Evolution de la géomercatique dans la société

| 7 février 2016

Catégorie: Communiqués, Données, Géomarketing, Marché

Albert Da Silva Pires_1_GeoConceptUne tribune par Albert da Silva, Responsable des Partenariats au sein de GEOCONCEPT

L’étude de la géomercatique à travers le nombre de publications dans la presse est riche d’enseignement sur l’évolution de cette discipline depuis ces 15 dernières années.

Le premier constat est que l’usage du nom géomarketing a totalement supplanté celui de sa version française géomercatique, dont la commission générale de terminologie avait pourtant publié l’acte de naissance le 11 mai 2000 au Journal officiel ! Les ouvrages utilisant la terminologie française se comptent sur les doigts d’une main, pour cette raison, notre étude est construite strictement sur l’évolution de l’anglicisme géomarketing[1].

L’analyse de la répétition de cet anglicisme dans la presse écrite montre qu’après un pic significatif du nombre de publications tant au niveau mondial que national autour des années 2000, deux autres paliers distinctifs, en 2006 et 2012 reflètent l’évolution et son ancrage dans le paysage économique.
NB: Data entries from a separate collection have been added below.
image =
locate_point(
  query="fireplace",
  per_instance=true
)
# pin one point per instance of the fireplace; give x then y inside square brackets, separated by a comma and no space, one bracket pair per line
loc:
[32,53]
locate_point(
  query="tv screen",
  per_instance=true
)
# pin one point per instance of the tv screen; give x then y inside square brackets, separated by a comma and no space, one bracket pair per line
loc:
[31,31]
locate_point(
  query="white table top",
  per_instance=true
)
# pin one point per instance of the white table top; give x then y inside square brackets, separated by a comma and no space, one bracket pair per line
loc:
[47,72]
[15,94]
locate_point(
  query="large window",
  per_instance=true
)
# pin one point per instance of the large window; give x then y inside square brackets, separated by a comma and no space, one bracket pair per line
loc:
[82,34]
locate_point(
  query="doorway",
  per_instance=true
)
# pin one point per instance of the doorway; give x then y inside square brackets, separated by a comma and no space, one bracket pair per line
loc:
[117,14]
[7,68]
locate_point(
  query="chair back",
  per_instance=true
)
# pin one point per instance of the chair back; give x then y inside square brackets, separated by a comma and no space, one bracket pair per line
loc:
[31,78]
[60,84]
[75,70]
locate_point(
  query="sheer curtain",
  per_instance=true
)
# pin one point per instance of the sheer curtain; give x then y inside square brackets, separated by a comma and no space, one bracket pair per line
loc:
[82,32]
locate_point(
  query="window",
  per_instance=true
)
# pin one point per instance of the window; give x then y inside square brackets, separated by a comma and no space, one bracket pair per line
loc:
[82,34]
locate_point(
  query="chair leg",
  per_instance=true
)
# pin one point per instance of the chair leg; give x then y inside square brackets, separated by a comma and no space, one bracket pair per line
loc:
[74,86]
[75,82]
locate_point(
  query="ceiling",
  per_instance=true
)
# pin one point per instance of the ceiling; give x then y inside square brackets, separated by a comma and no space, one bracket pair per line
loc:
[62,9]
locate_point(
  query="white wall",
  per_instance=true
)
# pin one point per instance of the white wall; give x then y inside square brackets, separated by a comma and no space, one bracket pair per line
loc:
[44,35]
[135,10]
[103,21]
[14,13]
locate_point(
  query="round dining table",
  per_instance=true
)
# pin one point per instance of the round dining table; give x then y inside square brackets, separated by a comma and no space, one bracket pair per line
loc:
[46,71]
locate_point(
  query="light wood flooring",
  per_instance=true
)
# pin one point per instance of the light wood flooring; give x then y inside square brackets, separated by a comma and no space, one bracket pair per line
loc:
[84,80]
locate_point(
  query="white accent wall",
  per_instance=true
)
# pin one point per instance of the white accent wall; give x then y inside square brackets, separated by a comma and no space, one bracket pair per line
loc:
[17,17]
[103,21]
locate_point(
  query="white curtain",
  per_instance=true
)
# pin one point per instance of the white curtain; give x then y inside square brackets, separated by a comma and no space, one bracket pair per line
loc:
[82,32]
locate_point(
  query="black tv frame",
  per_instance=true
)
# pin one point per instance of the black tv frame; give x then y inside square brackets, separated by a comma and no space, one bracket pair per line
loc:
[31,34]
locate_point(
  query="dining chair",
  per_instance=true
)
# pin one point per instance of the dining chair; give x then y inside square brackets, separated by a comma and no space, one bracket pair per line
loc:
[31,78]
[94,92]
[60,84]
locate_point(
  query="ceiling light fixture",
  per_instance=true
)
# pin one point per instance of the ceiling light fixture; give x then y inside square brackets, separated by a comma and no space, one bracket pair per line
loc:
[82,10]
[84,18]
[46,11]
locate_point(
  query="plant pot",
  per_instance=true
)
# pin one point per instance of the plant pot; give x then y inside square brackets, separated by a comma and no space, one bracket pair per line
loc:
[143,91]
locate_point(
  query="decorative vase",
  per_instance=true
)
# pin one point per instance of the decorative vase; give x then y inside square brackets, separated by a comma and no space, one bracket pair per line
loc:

2000 : La phase d’imprégnation de la société civile et industrielle

Le nombre de publications est à son apogée et exprime l’engouement du moment pour le géomarketing. Les premières entreprises qui ont implémentées ces nouveaux principes du marketing ont été et sont encore aujourd’hui les mêmes ; les grands groupes internationaux. Centrés autour d’un noyau tripolaire banque/assurance, grande distribution et télécommunication, ces acteurs ont été des pionniers dans la prise en compte de la cartographie comme un outil d’aide à la décision.
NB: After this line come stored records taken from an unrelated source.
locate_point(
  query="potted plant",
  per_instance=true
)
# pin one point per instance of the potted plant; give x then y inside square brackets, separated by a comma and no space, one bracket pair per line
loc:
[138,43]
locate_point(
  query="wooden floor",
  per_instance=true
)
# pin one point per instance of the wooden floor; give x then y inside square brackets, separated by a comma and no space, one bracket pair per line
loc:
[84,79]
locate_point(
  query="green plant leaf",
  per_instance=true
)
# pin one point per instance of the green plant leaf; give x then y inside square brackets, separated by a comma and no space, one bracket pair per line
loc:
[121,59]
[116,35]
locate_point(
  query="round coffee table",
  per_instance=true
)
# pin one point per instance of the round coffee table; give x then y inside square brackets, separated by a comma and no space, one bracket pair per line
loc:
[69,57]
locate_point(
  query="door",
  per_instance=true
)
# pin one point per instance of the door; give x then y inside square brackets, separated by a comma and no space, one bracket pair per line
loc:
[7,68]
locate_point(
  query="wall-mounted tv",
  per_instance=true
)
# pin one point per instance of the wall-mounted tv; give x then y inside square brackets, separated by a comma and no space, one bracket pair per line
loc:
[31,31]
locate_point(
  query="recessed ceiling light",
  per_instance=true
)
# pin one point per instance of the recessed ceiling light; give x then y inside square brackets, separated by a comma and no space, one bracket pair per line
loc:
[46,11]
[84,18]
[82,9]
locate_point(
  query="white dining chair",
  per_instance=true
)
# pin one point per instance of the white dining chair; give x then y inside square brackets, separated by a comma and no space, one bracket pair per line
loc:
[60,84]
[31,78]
Fait notable de corrélation directe entre l’enthousiasme croissant des industriels du « Privé » pour cette discipline émergeante et une initiative publique pour y répondre ; le premier DESS[2] en Géomarketing a été créé en France exactement à la même époque pour accompagner en amont ces décisionnaires. Fait assez rare pour être souligné, l’Université avait réagi rapidement à la demande grandissante des professionnels pour les pourvoir en personnel qualifié. Elle a créé ainsi avec des référents industriels un cursus de sensibilisation à l’intégration de la géographie (cartographie) dans les démarches marketing et commerciale.
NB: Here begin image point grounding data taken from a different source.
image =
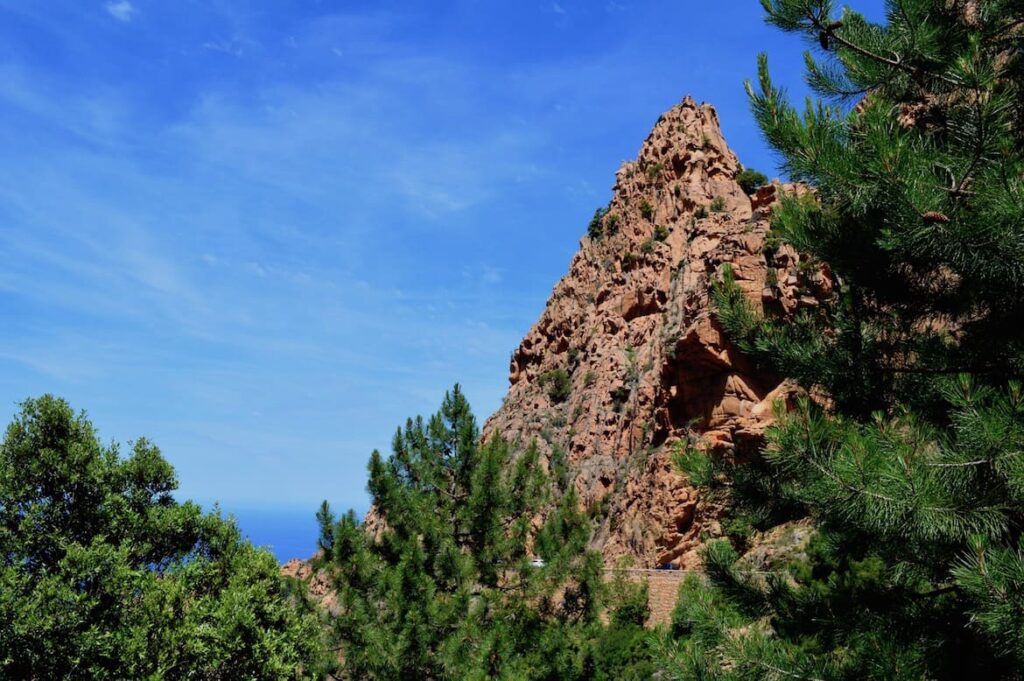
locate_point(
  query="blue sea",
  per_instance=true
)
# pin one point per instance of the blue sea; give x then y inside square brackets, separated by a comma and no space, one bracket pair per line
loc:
[287,533]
Pourquoi les grands groupes industriels ont-ils été les premiers à s’emparer de cette discipline alors naissante ? Au-delà d’un pressentiment d’application directe de la dimension « géo » au CRM, on retrouve souvent les mêmes motivations qui caractérisent les sociétés de cette taille : la recherche de l’innovation en tant que facteur différenciant et l’amélioration de la performance pour accroître les marges. De surcroît, leur capacité financière à acquérir des solutions émergeantes est un point non négligeable à souligner, dans la mesure où certaines données cartographiques, il y a quinze ans, étaient jusqu’à 100 fois plus onéreuses qu’aujourd’hui.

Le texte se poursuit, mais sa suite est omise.